As this point, the tray can be taken from the Hotplug backplane, and the old disk can be replaced by the new one.

Bringing the new disk online

After physically taking out the tray, removing the old disk from the tray, and adding the new disk to the tray, I replaced the tray. The kernel detects the disk:


[1743181.511929] ata2: exception Emask 0x10 SAct 0x0 SErr 0x4040000 action 0xe frozen
[1743181.512460] ata2: irq_stat 0x00000040, connection status changed
[1743181.512883] ata2: SError: { CommWake DevExch }
[1743181.513215] ata2: hard resetting link
[1743187.276049] ata2: link is slow to respond, please be patient (ready=0)
[1743190.860073] ata2: SATA link up 3.0 Gbps (SStatus 123 SControl 300)
[1743190.998197] ata2.00: ATA-9: WDC WD20EFRX-[serial], max UDMA/133
[1743190.998206] ata2.00: 3907029168 sectors, multi 0: LBA48 NCQ (depth 31/32), AA
[1743190.998836] ata2.00: configured for UDMA/133
[1743190.998855] ata2: EH complete
[1743190.999097] scsi 1:0:0:0: Direct-Access     ATA      WDC WD20EFRX-[serial]
[1743190.999679] sd 1:0:0:0: [sdf] 3907029168 512-byte logical blocks: (2.00 TB/1.81 TiB)
[1743190.999691] sd 1:0:0:0: [sdf] 4096-byte physical blocks
[1743190.999705] sd 1:0:0:0: Attached scsi generic sg1 type 0
[1743191.000185] sd 1:0:0:0: [sdf] Write Protect is off
[1743191.000197] sd 1:0:0:0: [sdf] Mode Sense: 00 3a 00 00
[1743191.000328] sd 1:0:0:0: [sdf] Write cache: enabled, read cache: enabled, doesn't support DPO or FUA
[1743191.014153]  sdf: unknown partition table
[1743191.014902] sd 1:0:0:0: [sdf] Attached SCSI disk
[1743415.817135]  sdf: unknown partition table

Obviously, there are no partitions on the disk yet.

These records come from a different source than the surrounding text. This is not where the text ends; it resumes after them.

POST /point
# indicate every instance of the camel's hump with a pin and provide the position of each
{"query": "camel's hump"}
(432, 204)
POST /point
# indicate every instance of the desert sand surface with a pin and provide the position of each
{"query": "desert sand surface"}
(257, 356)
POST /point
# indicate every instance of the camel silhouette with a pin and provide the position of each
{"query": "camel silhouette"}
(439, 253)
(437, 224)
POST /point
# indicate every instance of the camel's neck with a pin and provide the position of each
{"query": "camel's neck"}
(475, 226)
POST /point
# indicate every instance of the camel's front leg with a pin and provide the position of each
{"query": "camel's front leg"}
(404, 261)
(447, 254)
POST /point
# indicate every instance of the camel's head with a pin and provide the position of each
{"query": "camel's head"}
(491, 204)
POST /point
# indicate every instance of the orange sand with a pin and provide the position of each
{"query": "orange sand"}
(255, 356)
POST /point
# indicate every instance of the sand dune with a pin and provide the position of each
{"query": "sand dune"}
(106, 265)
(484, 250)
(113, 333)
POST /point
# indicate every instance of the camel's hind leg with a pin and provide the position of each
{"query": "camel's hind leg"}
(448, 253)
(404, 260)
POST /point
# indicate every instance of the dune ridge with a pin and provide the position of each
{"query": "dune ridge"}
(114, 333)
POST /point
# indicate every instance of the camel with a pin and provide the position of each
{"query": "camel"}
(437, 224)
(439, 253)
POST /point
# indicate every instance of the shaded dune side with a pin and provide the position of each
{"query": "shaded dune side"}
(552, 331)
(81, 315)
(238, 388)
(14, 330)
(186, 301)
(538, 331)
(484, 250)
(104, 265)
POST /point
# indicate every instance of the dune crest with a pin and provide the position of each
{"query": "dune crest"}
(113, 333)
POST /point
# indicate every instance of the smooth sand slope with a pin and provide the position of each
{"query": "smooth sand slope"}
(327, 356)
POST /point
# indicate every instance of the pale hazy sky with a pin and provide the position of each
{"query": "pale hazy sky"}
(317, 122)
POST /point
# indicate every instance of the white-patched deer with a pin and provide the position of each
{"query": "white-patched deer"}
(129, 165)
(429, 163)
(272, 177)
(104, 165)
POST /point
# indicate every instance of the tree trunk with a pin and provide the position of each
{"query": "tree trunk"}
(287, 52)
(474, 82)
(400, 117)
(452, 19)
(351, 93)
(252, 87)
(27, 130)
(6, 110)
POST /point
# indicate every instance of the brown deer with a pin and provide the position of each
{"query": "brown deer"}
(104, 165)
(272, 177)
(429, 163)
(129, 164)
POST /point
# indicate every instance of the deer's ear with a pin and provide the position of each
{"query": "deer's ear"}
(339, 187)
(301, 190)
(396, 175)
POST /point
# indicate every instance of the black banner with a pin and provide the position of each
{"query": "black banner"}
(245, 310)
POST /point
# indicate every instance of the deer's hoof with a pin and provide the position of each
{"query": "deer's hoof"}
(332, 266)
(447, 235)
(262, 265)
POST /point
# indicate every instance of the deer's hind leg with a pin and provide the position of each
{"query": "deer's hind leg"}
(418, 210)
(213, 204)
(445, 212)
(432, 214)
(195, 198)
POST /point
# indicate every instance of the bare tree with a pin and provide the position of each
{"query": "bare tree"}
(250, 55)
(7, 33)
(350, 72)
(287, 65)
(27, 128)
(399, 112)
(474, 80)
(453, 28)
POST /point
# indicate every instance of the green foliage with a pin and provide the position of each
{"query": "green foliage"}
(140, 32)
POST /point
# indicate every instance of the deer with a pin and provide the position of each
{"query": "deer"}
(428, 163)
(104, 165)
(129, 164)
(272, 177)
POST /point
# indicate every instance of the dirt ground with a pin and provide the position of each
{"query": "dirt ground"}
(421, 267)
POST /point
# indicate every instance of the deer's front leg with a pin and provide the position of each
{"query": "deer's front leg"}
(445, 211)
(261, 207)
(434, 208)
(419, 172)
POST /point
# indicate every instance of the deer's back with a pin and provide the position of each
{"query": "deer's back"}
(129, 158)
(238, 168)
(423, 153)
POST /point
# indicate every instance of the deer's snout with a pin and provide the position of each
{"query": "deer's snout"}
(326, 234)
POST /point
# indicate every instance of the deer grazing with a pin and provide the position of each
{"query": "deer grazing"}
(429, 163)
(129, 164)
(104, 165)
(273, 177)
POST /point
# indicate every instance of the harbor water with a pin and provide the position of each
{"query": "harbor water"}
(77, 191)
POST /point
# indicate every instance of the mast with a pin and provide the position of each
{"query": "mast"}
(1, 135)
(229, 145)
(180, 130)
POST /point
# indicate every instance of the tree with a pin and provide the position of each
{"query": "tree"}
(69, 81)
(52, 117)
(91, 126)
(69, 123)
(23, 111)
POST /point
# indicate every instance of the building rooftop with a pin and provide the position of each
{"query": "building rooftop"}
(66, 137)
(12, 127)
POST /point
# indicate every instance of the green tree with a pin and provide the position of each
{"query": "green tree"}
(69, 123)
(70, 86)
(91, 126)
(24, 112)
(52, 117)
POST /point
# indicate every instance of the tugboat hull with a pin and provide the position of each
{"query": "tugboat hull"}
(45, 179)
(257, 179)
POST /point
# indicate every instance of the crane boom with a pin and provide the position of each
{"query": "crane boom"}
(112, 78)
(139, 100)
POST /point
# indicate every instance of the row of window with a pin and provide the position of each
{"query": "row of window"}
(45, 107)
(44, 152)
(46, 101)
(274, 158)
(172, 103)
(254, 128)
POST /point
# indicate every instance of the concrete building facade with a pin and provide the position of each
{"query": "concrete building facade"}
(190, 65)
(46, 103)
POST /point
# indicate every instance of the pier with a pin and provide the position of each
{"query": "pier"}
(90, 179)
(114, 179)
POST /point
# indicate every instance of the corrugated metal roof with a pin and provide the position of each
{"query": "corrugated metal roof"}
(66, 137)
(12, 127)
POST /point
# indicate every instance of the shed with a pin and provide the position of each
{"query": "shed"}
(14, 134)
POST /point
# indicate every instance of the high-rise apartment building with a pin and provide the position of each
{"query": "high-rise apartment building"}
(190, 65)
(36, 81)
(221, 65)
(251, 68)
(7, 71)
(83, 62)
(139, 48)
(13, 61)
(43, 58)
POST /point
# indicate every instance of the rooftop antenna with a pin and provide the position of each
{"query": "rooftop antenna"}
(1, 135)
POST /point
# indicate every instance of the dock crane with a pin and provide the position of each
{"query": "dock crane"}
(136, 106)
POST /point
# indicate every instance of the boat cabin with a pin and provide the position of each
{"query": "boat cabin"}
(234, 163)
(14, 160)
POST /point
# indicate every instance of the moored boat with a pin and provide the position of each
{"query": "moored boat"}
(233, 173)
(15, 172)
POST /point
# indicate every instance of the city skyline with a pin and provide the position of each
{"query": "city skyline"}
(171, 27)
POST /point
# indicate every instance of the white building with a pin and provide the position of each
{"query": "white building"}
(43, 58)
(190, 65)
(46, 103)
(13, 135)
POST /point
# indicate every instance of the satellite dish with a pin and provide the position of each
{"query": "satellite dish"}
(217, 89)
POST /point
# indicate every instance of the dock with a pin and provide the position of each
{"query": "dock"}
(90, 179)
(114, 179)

In order to create them, I simply copy them off one of the other drives:

# sfdisk -b /dev/sdc | sfdisk /dev/sdf

This is readily picked up by the kernel:

[1743415.817135]  sdf: unknown partition table
[1743416.227972]  sdf: sdf1 sdf2 sdf3

Resilvering the arrays

The first array I decide to resilver is the most important one: the primary data pool:

# zpool replace data /dev/disk-by-id/ata-WDC_WD2002FYPS-[serial]-part1 /dev/disk/by-id/ata-WDC_WD20EFRX-[serial]-part1

This is going to take a long time: more when this is done.